Methods: Human skeletal muscle arterioles (90 to 180 micrometer in diameter) were dissected from tissue harvested pre- and post-CPB from 30 patients undergoing cardiac surgery. The in-vitro contractile response to ET-1 was assessed by videomicroscopy, with and without an endothelin-A (ET-A) receptor antagonist, an endothelin-B (ET-B) antagonist, or a PKC-α inhibitor. The expression and localization of ET-A and ET-B receptors were also examined using immunoblot and confocol immunofluorescence microscopy.

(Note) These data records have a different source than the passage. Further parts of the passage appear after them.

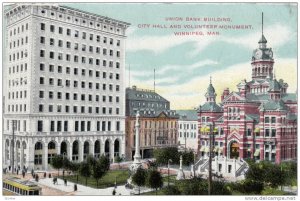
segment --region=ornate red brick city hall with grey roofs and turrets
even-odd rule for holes
[[[211,136],[216,155],[275,163],[297,158],[297,94],[287,93],[288,84],[276,79],[273,52],[263,34],[258,44],[251,81],[242,80],[238,91],[225,89],[220,105],[211,82],[207,88],[206,102],[198,109],[203,157],[208,156]]]

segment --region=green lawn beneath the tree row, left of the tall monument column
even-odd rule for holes
[[[62,176],[60,176],[62,178]],[[77,182],[77,176],[65,176],[68,181]],[[115,185],[115,180],[117,181],[117,185],[123,185],[127,183],[128,170],[109,170],[104,177],[99,179],[98,188],[107,188]],[[78,183],[81,185],[85,185],[85,177],[78,176]],[[97,182],[93,177],[87,179],[87,186],[92,188],[97,188]]]

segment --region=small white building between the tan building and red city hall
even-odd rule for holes
[[[178,144],[181,150],[198,149],[198,117],[196,110],[176,110],[178,119]]]

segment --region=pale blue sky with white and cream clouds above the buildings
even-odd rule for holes
[[[126,68],[128,69],[129,64],[131,66],[130,84],[153,88],[153,68],[156,68],[156,89],[171,101],[175,109],[195,107],[203,102],[210,75],[216,85],[220,81],[217,74],[222,75],[224,72],[223,76],[234,76],[235,79],[229,79],[229,82],[234,82],[228,83],[229,87],[238,84],[237,82],[243,78],[248,80],[251,78],[251,56],[261,36],[262,12],[264,12],[264,35],[268,40],[268,46],[273,48],[275,62],[278,64],[275,65],[277,77],[281,78],[280,73],[283,68],[285,71],[289,70],[287,66],[291,68],[291,72],[296,71],[298,54],[296,4],[76,3],[66,5],[131,23],[126,50]],[[253,28],[220,30],[220,36],[194,36],[195,38],[188,39],[173,37],[172,29],[138,28],[138,24],[170,25],[170,22],[165,21],[166,17],[229,17],[232,22],[224,24],[252,25]],[[180,22],[179,24],[216,23]],[[182,29],[182,31],[188,30]],[[239,64],[240,68],[236,67]],[[230,72],[233,66],[235,71],[238,69],[240,72]],[[126,76],[128,77],[128,74]],[[297,78],[282,76],[294,92]],[[221,79],[223,78],[221,76]],[[188,84],[193,80],[198,80],[195,83],[199,86],[188,90],[187,88],[190,88]],[[126,84],[128,85],[128,81]],[[227,86],[225,81],[224,84]],[[222,84],[223,88],[225,86]],[[175,88],[177,90],[171,90]],[[217,91],[221,90],[223,89],[217,89]],[[190,98],[183,99],[182,96]],[[177,103],[172,104],[172,101]]]

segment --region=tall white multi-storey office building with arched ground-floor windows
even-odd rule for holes
[[[47,170],[55,154],[124,156],[129,24],[54,4],[4,15],[3,165]]]

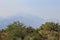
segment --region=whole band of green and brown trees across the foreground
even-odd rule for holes
[[[46,22],[35,29],[13,22],[0,30],[0,40],[60,40],[60,24]]]

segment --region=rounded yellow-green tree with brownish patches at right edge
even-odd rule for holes
[[[59,40],[60,25],[58,23],[46,22],[40,27],[39,33],[48,40]],[[58,35],[57,35],[58,34]]]

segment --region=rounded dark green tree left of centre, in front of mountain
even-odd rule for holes
[[[6,31],[6,40],[18,40],[19,38],[23,40],[26,35],[26,28],[20,22],[14,22],[8,25]]]

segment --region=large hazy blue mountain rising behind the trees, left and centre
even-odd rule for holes
[[[27,26],[33,26],[34,28],[40,26],[42,23],[44,23],[44,19],[37,17],[37,16],[32,16],[32,15],[25,15],[25,16],[12,16],[9,18],[0,18],[0,29],[6,28],[7,25],[14,21],[21,21]]]

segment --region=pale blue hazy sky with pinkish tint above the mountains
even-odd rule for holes
[[[35,15],[60,20],[60,0],[0,0],[0,17]]]

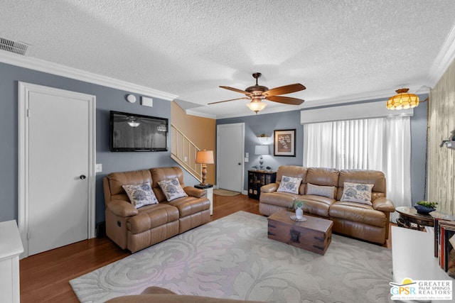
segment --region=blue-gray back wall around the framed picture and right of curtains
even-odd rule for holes
[[[421,100],[427,97],[427,94],[419,95]],[[366,100],[363,102],[373,101],[380,100]],[[383,101],[385,103],[385,100]],[[424,102],[414,108],[414,116],[411,117],[411,199],[413,205],[424,199],[427,105],[428,102]],[[217,121],[217,125],[228,123],[245,123],[245,153],[250,153],[250,162],[245,163],[244,190],[247,190],[248,186],[247,170],[250,170],[253,165],[259,165],[259,156],[255,155],[255,145],[259,145],[256,136],[261,133],[273,136],[273,131],[276,129],[296,128],[296,157],[274,157],[271,147],[271,155],[264,156],[264,165],[272,167],[273,170],[277,170],[279,165],[303,165],[303,126],[300,123],[300,110],[220,119]],[[391,184],[387,184],[387,186],[391,186]]]

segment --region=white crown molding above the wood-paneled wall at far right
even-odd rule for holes
[[[451,62],[455,58],[455,25],[451,28],[449,35],[447,35],[444,44],[439,50],[439,54],[434,59],[432,67],[429,69],[429,81],[431,87],[439,82],[444,72],[449,68]]]

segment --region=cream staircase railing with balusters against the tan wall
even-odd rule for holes
[[[202,165],[196,163],[198,150],[196,144],[171,123],[171,158],[201,182]]]

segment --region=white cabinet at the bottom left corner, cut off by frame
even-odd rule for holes
[[[23,253],[15,220],[0,222],[0,302],[19,302],[19,255]]]

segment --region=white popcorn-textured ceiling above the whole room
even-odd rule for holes
[[[299,82],[301,106],[428,92],[452,56],[455,1],[2,0],[0,37],[26,56],[174,94],[190,112],[254,114],[245,89]],[[447,45],[449,43],[449,45]],[[441,63],[442,62],[442,63]]]

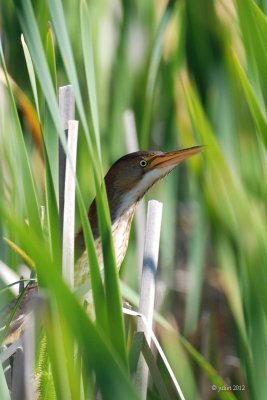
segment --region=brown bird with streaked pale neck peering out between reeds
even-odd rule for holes
[[[194,146],[171,152],[137,151],[121,157],[109,169],[104,180],[118,269],[127,251],[133,216],[140,200],[157,181],[173,171],[183,160],[201,153],[204,148],[205,146]],[[89,208],[88,218],[99,266],[103,270],[96,199]],[[75,237],[75,248],[77,257],[74,274],[75,287],[79,287],[89,279],[88,257],[82,228]]]

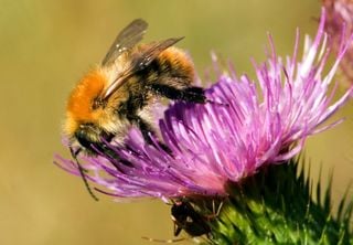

Results: The post-CPB contractile response of peripheral arterioles to ET-1 (10−7M) was significantly decreased compared with pre-CPB (46±5% vs. 25±4%, P<0.05). The response to ET-1 was significantly inhibited in the presence of the ET-A antagonist BQ123 (10−7 M) (46±5% vs. 8±1% of pre-CPB; 25±4% vs. 5±0.6% of post-CPB, P<0.05, respectively), but unchanged in the presence of the ET-B receptor antagonist BQ788 (10−7M) (46±5% vs. 42±3% of pre-CPB; 25±4% vs. 29±3% of post-CPB, P >0.05, respectively). Pretreatment with PKC-α inhibitor safingol (2.5×10−5M) reversed ET-1-induced response from contraction to relaxation (46±5% vs −15±2% of pre-CPB; 25±4% vs. −11±2.5% of post-CPB, P<0.05, respectively). The total protein levels of ET-A and ET-B receptors were not altered post-CPB by immunoblotting. Immunofluorescent staining displayed strong signals for ET-A receptors and relatively weak signals for ET-B receptors localized to the smooth muscle.
Conclusion: CPB decreases the myogenic contractile function of human peripheral microvessels in response to ET-1. The contractile response to ET-1 is via activation of ET-A receptors and PKC-α. ET-A receptors are predominately expressed in the smooth muscle of human peripheral arterioles, whereas ET-B appears less abundant. These results provide novel mechanisms of ET-1-induced contraction in the setting of vasomotor dysfunction after cardiac surgery.